GRHS would have been the smallest school in the new league


The Glen Rock hockey team poses after winning the State Public B championship on March 6. The team competes in the Big North as an associate member, and the league is threatening to expel them unless Glen Rock becomes a full member of the league and moves all its teams there.

Glen Rock High School will not be joining the Big North athletic conference and will instead remain in its current league, the North Jersey Interscholastic Conference, Schools superintendent Paula Valenti announced at Monday’s Board of Ed meeting.

“That is my recommendation,” Valenti said. “I’d like to put this matter to rest, and so moving forward… our response to the Big North is that Glen Rock will remain in the (NJIC) conference as is.”

GRHS athletic director Frank Violante told the board at the meeting that the Big North, which is made up of generally large schools that include parochial school athletic powers Don Bosco, Bergen Catholic and Immaculate Heart Academy, as well as large public schools like Ridgewood, Hackensack and Wayne Hills and Wayne Valley, had approached Glen Rock and notified the school that the Panthers’ hockey team, which competes in the Big North and which earlier this month won the state hockey championship, would no longer be allowed to compete in the league unless Glen Rock joined as a full member, with all its teams competing in the league. If Glen Rock were to join the league, it would be the smallest school in the league, with a current enrollment of 721, more than 100 fewer students than the next smallest team, according to GRHS principal John Arlotta.

Violante said he sent emails to all his coaches in January about the Big North and initially, some were in favor of leaving the NJIC, a small-schools league that features schools like Hawthorne, Garfield and Saddle Brook, to join the Big North. However, over time, several of those coaches changed their minds and decided moving to the Big North would not be such a good idea.

“We think we can compete in the Big North, there’s no doubt about it,” Violante said. “However, there are some sports that when we go into the Big North would have a problem. Football is one of them, there’s no doubt about it.”

Arlotta said the decision to not join the Big North was not an easy one, because if the hockey team is expelled by the league it would be hard on that team. The NJIC does not offer hockey.

“By us not doing anything, we could hurt ice hockey,” Arlotta said. “We certainly don’t want to do that.”

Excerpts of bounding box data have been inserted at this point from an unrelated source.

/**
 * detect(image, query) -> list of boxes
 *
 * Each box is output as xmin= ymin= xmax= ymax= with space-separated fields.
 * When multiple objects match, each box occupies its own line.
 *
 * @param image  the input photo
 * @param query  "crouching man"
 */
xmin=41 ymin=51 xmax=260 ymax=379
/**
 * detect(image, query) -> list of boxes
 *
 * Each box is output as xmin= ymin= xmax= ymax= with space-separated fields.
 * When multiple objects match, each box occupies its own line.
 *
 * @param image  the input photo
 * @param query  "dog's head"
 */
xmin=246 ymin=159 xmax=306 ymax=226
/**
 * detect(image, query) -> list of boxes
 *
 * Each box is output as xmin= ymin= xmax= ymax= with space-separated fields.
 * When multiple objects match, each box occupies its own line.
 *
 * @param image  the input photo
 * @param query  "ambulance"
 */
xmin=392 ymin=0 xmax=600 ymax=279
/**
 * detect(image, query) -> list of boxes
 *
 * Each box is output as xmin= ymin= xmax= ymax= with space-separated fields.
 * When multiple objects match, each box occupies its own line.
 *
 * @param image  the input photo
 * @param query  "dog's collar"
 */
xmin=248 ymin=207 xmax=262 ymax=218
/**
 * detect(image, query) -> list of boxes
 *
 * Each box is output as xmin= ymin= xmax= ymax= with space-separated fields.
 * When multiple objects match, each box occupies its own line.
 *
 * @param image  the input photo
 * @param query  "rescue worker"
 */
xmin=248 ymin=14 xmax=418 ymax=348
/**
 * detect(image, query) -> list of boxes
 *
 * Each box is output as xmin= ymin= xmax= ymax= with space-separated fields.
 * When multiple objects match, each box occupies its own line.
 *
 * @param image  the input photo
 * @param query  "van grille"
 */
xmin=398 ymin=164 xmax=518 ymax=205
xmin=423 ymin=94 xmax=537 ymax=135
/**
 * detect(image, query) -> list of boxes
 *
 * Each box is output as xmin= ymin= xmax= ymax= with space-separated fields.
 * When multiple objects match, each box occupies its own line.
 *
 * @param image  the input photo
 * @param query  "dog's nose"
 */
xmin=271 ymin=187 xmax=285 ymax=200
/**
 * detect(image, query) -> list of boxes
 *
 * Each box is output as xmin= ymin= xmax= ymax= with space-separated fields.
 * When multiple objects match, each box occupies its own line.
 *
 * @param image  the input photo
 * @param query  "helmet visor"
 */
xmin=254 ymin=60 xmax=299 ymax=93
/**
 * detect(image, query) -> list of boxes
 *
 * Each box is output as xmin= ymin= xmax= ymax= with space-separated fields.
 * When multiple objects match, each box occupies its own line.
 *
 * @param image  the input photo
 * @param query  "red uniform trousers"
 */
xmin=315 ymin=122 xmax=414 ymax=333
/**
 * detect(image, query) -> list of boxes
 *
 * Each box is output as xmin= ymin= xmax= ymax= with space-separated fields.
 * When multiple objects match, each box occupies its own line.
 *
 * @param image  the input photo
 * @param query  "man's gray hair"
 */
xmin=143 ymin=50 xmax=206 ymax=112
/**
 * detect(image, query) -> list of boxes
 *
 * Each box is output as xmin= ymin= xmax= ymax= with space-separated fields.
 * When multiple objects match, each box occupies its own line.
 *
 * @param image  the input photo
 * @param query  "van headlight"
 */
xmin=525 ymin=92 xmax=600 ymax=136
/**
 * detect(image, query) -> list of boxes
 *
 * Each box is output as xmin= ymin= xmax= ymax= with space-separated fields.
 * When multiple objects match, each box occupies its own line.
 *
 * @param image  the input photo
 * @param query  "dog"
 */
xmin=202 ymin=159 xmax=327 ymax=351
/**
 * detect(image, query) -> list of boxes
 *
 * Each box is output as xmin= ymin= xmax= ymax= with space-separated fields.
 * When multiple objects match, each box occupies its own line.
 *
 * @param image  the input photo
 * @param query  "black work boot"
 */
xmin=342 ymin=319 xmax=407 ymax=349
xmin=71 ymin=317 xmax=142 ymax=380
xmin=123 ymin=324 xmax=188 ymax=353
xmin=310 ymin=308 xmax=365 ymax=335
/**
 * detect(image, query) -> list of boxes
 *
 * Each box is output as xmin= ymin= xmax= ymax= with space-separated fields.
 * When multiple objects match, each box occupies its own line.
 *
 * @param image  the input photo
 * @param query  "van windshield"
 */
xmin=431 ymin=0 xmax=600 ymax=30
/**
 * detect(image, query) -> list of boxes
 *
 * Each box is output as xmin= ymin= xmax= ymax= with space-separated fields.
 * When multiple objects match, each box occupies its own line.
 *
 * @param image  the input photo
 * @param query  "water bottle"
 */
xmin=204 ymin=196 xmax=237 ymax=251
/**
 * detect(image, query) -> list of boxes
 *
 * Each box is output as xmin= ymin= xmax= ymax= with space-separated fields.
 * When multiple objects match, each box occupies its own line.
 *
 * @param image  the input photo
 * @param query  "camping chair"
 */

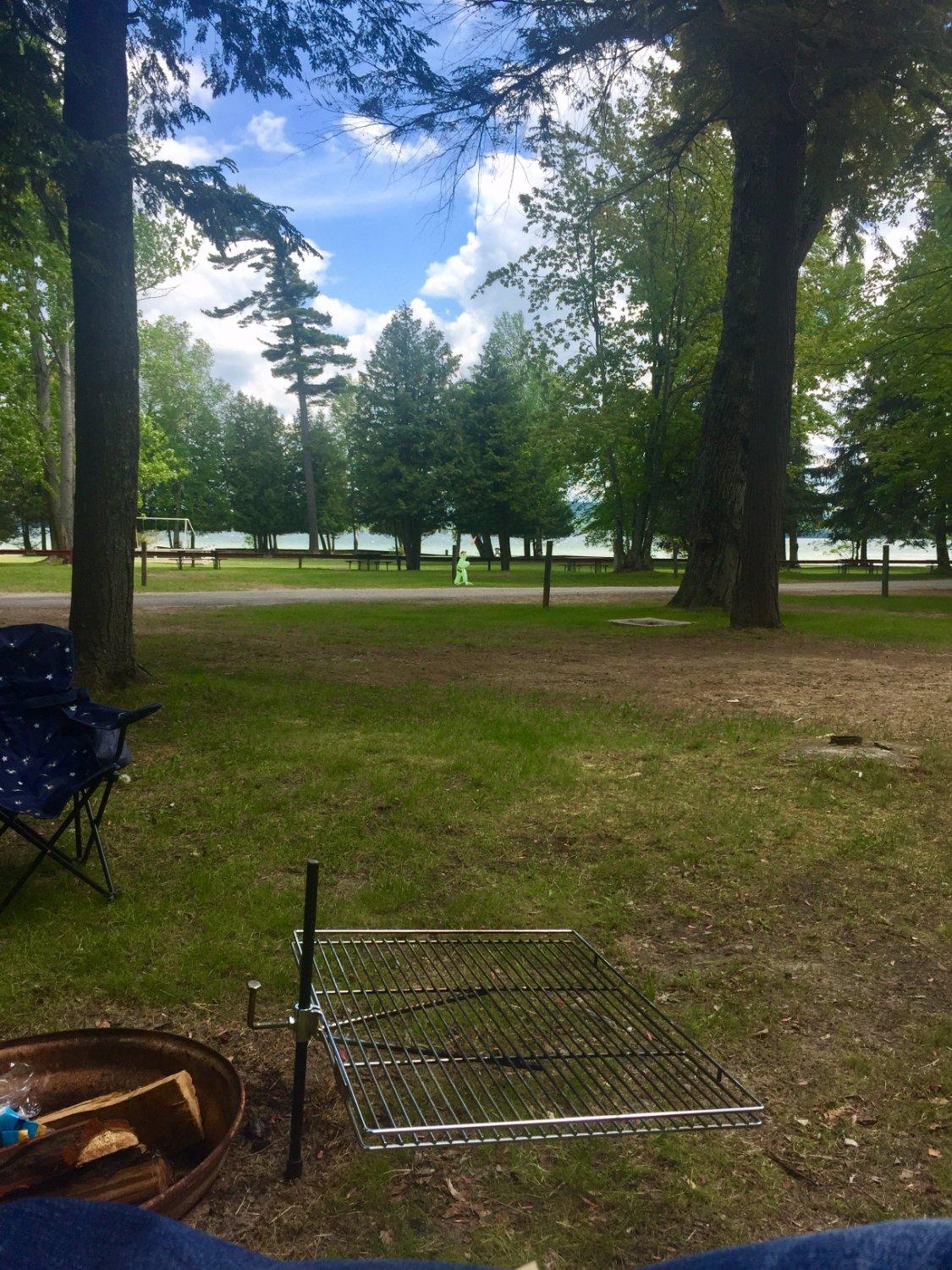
xmin=0 ymin=624 xmax=160 ymax=914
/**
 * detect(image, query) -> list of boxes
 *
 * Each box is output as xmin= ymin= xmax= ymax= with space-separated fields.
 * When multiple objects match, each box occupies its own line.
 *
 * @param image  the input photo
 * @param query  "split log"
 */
xmin=0 ymin=1119 xmax=139 ymax=1201
xmin=45 ymin=1156 xmax=172 ymax=1204
xmin=38 ymin=1072 xmax=205 ymax=1156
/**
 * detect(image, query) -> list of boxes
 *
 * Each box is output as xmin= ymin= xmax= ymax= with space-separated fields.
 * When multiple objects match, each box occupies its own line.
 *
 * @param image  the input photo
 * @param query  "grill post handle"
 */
xmin=284 ymin=860 xmax=317 ymax=1183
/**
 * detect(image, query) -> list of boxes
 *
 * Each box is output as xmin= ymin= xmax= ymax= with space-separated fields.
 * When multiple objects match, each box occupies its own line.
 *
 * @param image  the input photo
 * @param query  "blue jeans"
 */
xmin=0 ymin=1199 xmax=952 ymax=1270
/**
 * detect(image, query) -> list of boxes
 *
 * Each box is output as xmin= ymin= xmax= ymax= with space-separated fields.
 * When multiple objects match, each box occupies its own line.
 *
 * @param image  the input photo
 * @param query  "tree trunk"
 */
xmin=400 ymin=525 xmax=423 ymax=572
xmin=296 ymin=376 xmax=320 ymax=551
xmin=27 ymin=269 xmax=63 ymax=546
xmin=731 ymin=117 xmax=806 ymax=627
xmin=63 ymin=0 xmax=139 ymax=685
xmin=499 ymin=533 xmax=513 ymax=573
xmin=56 ymin=335 xmax=76 ymax=549
xmin=672 ymin=118 xmax=776 ymax=609
xmin=787 ymin=521 xmax=800 ymax=569
xmin=936 ymin=505 xmax=952 ymax=578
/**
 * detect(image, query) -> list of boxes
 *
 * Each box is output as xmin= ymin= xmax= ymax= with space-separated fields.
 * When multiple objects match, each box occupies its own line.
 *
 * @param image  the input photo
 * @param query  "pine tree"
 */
xmin=208 ymin=239 xmax=355 ymax=551
xmin=348 ymin=305 xmax=459 ymax=569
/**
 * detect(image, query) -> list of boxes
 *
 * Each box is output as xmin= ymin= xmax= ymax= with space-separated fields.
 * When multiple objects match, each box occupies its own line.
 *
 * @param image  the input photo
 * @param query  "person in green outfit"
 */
xmin=454 ymin=548 xmax=472 ymax=587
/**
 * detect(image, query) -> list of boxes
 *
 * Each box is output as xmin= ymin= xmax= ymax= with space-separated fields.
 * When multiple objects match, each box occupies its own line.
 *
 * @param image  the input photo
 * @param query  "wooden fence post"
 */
xmin=542 ymin=538 xmax=553 ymax=609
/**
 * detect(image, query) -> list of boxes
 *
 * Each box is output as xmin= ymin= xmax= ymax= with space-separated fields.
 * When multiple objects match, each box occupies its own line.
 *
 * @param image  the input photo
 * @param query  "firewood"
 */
xmin=38 ymin=1072 xmax=205 ymax=1156
xmin=0 ymin=1119 xmax=139 ymax=1199
xmin=17 ymin=1142 xmax=149 ymax=1199
xmin=47 ymin=1156 xmax=172 ymax=1204
xmin=76 ymin=1120 xmax=139 ymax=1168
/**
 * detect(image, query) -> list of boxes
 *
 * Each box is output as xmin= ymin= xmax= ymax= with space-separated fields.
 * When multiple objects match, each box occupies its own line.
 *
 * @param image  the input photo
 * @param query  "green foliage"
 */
xmin=208 ymin=240 xmax=355 ymax=401
xmin=347 ymin=305 xmax=459 ymax=564
xmin=140 ymin=318 xmax=230 ymax=531
xmin=487 ymin=84 xmax=730 ymax=564
xmin=454 ymin=314 xmax=571 ymax=560
xmin=223 ymin=393 xmax=304 ymax=545
xmin=210 ymin=239 xmax=355 ymax=551
xmin=830 ymin=182 xmax=952 ymax=556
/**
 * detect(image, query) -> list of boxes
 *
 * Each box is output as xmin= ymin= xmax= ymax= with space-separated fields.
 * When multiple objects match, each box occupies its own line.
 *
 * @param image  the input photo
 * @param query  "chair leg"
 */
xmin=0 ymin=776 xmax=119 ymax=914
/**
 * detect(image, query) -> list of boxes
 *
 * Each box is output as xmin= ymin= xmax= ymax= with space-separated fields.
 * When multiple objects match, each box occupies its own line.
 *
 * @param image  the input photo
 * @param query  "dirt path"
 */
xmin=0 ymin=578 xmax=952 ymax=621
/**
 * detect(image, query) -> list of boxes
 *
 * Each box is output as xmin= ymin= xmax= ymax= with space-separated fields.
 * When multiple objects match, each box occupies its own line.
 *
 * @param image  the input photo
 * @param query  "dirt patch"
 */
xmin=198 ymin=632 xmax=952 ymax=743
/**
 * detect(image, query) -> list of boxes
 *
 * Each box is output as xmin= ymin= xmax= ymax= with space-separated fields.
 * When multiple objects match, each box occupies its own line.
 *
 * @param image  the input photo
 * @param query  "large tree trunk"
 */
xmin=731 ymin=117 xmax=806 ymax=627
xmin=56 ymin=335 xmax=76 ymax=549
xmin=672 ymin=112 xmax=776 ymax=609
xmin=297 ymin=378 xmax=322 ymax=551
xmin=63 ymin=0 xmax=139 ymax=683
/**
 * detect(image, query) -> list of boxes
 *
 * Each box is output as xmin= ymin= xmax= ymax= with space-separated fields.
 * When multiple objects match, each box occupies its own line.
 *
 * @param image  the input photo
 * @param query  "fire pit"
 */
xmin=0 ymin=1028 xmax=245 ymax=1218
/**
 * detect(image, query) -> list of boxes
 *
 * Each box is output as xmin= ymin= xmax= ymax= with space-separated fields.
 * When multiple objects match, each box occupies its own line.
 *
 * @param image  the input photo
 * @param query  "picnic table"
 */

“It’s not an easy decision,” he continued. “We’d like to say yes, but at the same point, I think the concern is that this isn’t the right time to do this.

“We’d love to be able to delay this a little bit and see if the Big North would work with us and work towards it, but if you had ask us right now… we think our recommendation would be that staying (in the NJIC) is the right thing right now, and maybe working towards it in the future.”

Violante said joining the Big North would be a two-year commitment. It would have been set to begin in 2018-19 and run through the 2019-20 school year. So, his understanding is that the hockey team will be able to compete in the league next season, and will need a new league to play in for 2018-19.